At the foot of the tree was a small smashed earthenware pot in a style completely unknown to Leo. “What is that?”

“A remnant of whatever builders came before, it’s thought. Nothing grows here outside the current pattern, so a lot of stuff has survived thousands of years. Although, obviously not that.”

“’an I have it?” Cal asked. “Or ’an I get ’tuff ’ike it?”

Leo scratched his head. “You’ve decided to be an amateur archaeologist? Sure.”

“I wan’ a hoar’ that is ’iffe’ent than most ’ragons. If it hath cool ol’ timey ’tuff, it’ll be really neat.”

So getting this guy a telepathy ring.
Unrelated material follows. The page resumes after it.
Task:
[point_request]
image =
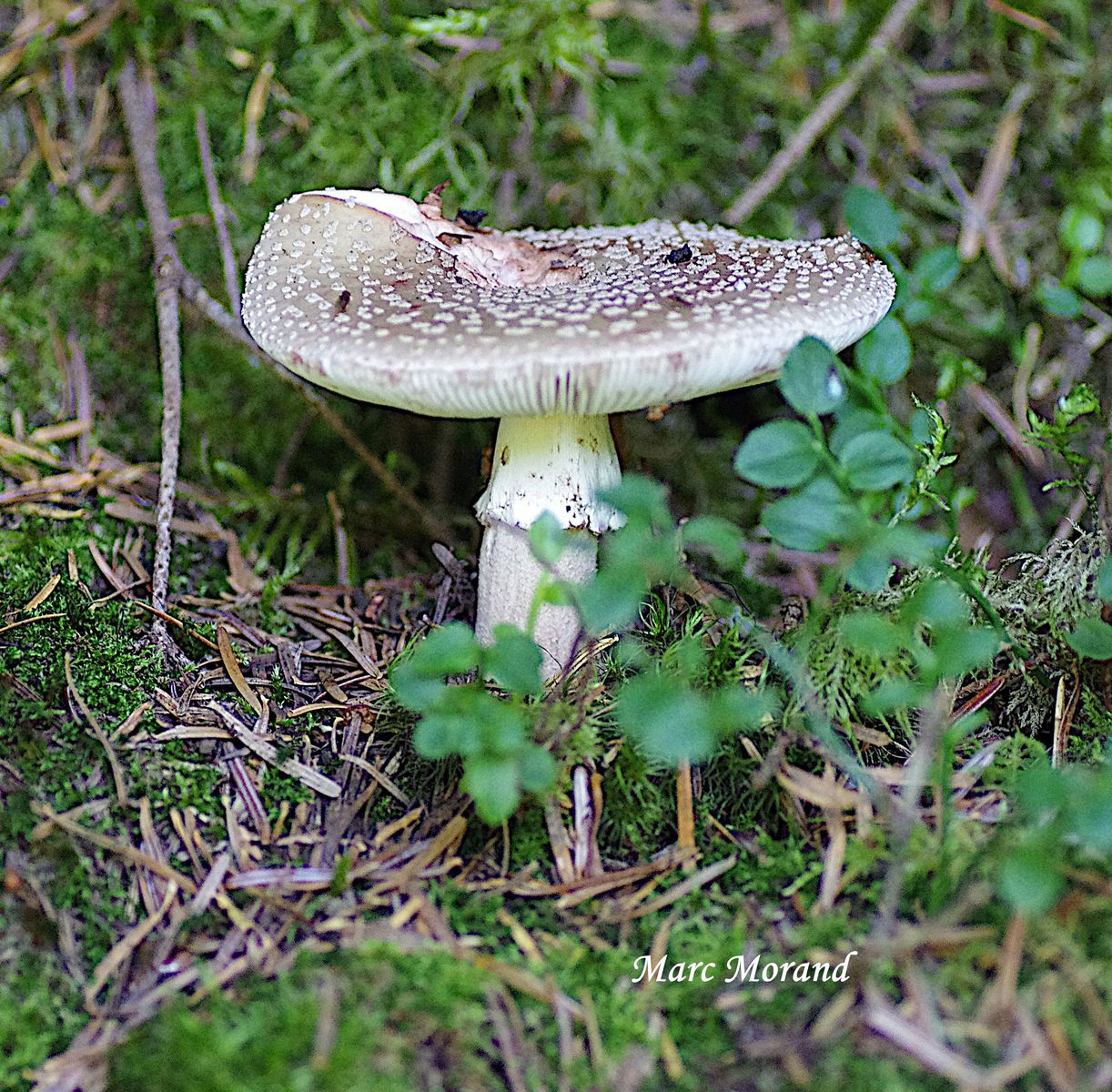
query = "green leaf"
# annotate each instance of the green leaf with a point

Although he seems to be a bit of an intellectual…

“Mind if I use analyze on you, Cal?”

“’o ahea’.”

Leo reached out with his essence, molded into Mind magic.

Calitehuacan of the Storm Vale, Storm Dragon Juvenile

Level 1(5)

Air

Health: ~34

Stamina: ~8

Essence: ~12

Physical Attacks:

Bite: Damage ~1

Claw: Damage ~7

Magical Attacks: N/A

Defenses:

Armor: ~4

Lightning: ~10

Special Abilities:

N/A

Strength and Toughness: Very High.

Flaw: Missing Jaw. -20% effective Charisma from speech impediment, bite damage set to ‘1’ base. -1 Health.
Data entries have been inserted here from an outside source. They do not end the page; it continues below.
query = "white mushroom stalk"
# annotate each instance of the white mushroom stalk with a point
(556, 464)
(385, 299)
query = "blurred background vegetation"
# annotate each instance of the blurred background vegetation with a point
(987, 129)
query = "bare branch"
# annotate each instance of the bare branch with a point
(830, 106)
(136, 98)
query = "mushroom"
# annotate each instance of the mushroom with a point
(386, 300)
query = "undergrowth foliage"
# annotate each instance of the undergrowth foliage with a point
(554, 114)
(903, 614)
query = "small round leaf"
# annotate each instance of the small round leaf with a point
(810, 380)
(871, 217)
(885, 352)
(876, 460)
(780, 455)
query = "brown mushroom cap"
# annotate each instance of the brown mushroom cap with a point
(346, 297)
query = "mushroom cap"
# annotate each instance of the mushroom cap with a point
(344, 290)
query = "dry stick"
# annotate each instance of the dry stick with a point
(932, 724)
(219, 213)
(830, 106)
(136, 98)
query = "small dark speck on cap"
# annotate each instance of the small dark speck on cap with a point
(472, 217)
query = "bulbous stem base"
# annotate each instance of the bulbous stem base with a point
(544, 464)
Flaw: Puny: -2 Strength, -2 Toughness, -2 Endurance

Perk: Organized Mind: +6 Intelligence, +50% additional modifier to intellectual learning skill rate.

Perk: True Storm Dragon: Once he can level, also gains access to Water magic. May gain auras in Water and Air magic ten levels earlier.

Cal’s a nerd. And dragon culture is not friendly to anything but the jocks, and maybe the chads. Clearly, his soul was supposed to be a bookworm somewhere.

Well, maybe he’ll become a dragon archaeologist, but this feels like a pretty generalist build.

“So, we’re going to destroy that amalgamation?” Zun interjected. “I still need to become a telekinetic god. Ever since you uttered those words, Leo, I’ve had a fire in me. It occurs to me—did you know my perks elevate me past natural magical talent for acquiring rare Mind magic abilities?”

Leo had known, or at least guessed, from using analyze on her and reading her chart. “Yes.”

“Well then, I would ask your assistance again along that road. Cal can collect his pots. I want to collect power, and never be helpless or at another’s mercy again.”

While I totally sympathize, she’s sounding a bit like a budding supervillain here. I’ll need to keep an eye on her, try and work through some of her trauma.

Leo hefted his sword. “Sure, let’s do it.”

I can start by really helping her. “In fact, how often does this place reset? I mean, regenerate its monsters?”

“Every day at midnight.”

Leo thought about it. He had a lot to do, but… “Let’s take a week. I think we can all make a level at least if we do that. Then we’ll head back to Star Port. That fair to everyone?”

All his companions, including the dragons, nodded.